Quote:
Originally Posted by Delphinus
I always thought water velocity and the shape of the water flow / cone / whatever was the more important thing to get right. I've always kind of thought the "must have moar turnover" school of thought was kind of silly in much the same way it was silly to speak in terms of "watts per gallon" 15 years ago when we talked about lighting.
Your plan seems more or less legit to me. FWIW.
|
I'm totally with Tony on this one and that has been my experience over the past 5 years. When I started the tank I was told to get as much flow in there as possible. So to
start with I got two Tunze 6105s to blast the tank with flow with the intention to add more soon after (they're expensive buggers). Well, I never did end up getting any more beyond the original two 6105s.
When I first set up my 6105s I had the both on full blast to get the most out of them. A few months later I decided to play around with varying their speed and programming them with my controller. I ended up with a variable speed setup where one 6105 would run at 100% while the other one ramped down to only 10% flow, and they alternated this way back and forth. This generated some nice random swirly flow and things thrived for the first couple of years with this setup. As a result of this setup though, one tunze ended up not running at 100% at any given time so I effectively had cut my flow rate down from when they were both on at 100%. Anyway, things did just fine.

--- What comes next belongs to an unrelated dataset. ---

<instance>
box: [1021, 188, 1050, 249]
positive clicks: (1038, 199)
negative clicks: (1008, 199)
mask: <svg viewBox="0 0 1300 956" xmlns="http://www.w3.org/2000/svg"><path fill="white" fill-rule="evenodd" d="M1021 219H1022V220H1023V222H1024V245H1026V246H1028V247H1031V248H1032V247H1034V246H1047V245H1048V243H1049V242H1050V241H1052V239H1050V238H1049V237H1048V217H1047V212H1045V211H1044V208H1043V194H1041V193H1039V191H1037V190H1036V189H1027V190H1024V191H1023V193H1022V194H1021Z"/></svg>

Early last year the programming cable on my powerheads died so I lost control of them from my profilux. I ended up having to run them both at 100%. I intended to replace the controller cable but never did. The only real change I noticed was that corals were growing in a certain direction (with the more directional flow). Also, corals that were closer to the powerheads were not as happy (less polyp extension). Then in the summer one of my tunzes completely died so I run on one 6105 all summer and fall. The result of this was a gyre whipping around my tank in one direction. I didn't really notice much of a change in the corals that I could attribute to the reduced flow (I had other bigger issues like a busted skimmer).
Anyway, so a couple of months ago I finally got around to redoing my flow by removing the one remaining 6105 and replacing it with toe jebao RW-8s. Each one having significant less flow than the 6105 (on paper anyway). I run these on a pulsating mode to simulate a gentle wave. What I've noticed with this flow pattern is that virtually everything has nice polyp extension (when they weren't being nipped on by my small angels) and seems to be quite happy. LPS, SPS, softies. I haven't seen my corals this healthy and happy since the earlier days of when I ran a more random flow pattern through the tank. This despite the fact that I'm currently running the lowest flow rate that I have ever ran through he tank.
So in 150g, I'm running two RW-8s that are in the magnitude of 2000gph each (but the don't run continuous, they pulse so I don't know what that means to the actual flow rate). Plus my mag 18 return pump which adds a little bit of flow. That gives you an idea of my flowrate.